Methionine is activated to S-adenosylmethionine (SAM), the universal methyl donor for biosynthetic reactions. Cysteine is synthesized from serine and homocysteine and is a precursor for glutathione, taurine, and coenzyme A. Homocysteine is remethylated to methionine or converted to cysteine, linking these pathways to one-carbon metabolism.
From your study of amino acid degradation, you know that each amino acid has its own catabolic fate. The sulfur-containing amino acids — methionine and cysteine — are special because their metabolism is not primarily about energy extraction. Instead, these pathways exist to manage the sulfur atom and, critically, to generate S-adenosylmethionine (SAM), the most important methyl donor in all of biochemistry.
The methionine cycle begins when methionine reacts with ATP in an unusual reaction catalyzed by methionine adenosyltransferase (MAT). The entire adenosyl group of ATP is transferred to the sulfur atom, producing SAM — a molecule with a high-energy sulfonium ion that makes its methyl group highly reactive. SAM donates this methyl group to an enormous variety of acceptors: DNA (for epigenetic regulation), norepinephrine (to make epinephrine), guanidinoacetate (to make creatine), and phosphatidylethanolamine (to make phosphatidylcholine), among many others. After donating its methyl group, SAM becomes S-adenosylhomocysteine (SAH), which is hydrolyzed to homocysteine and adenosine.

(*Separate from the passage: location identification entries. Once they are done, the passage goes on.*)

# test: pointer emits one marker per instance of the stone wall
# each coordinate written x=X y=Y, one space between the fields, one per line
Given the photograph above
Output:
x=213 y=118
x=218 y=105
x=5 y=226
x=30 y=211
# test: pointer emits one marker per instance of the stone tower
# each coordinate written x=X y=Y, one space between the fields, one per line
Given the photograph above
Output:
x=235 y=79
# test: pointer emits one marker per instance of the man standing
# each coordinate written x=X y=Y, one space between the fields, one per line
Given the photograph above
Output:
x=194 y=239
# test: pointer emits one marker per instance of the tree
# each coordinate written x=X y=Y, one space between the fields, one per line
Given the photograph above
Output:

Homocysteine sits at a critical metabolic branch point. It can be remethylated back to methionine — either by methionine synthase (using N⁵-methyl-THF as the methyl donor, requiring vitamin B₁₂) or by betaine-homocysteine methyltransferase (using betaine from choline). Alternatively, homocysteine can be committed irreversibly to the transsulfuration pathway: cystathionine β-synthase (requiring vitamin B₆) condenses homocysteine with serine to form cystathionine, which is then cleaved to yield cysteine. This makes cysteine a conditionally essential amino acid — the body can synthesize it, but only if methionine intake is adequate.
The clinical relevance of this pathway is substantial. Elevated plasma homocysteine (hyperhomocysteinemia) is associated with cardiovascular disease, neural tube defects, and cognitive decline. Deficiencies in vitamins B₆, B₁₂, or folate all impair homocysteine disposal and raise its levels, which is why these vitamins are so tightly linked to cardiovascular health. Meanwhile, cysteine feeds into glutathione synthesis — the cell's primary antioxidant defense — and provides sulfur for taurine, iron-sulfur clusters, and the pantetheine moiety of coenzyme A. Understanding this network reveals why sulfur amino acid metabolism sits at the intersection of methylation biology, antioxidant defense, and one-carbon metabolism.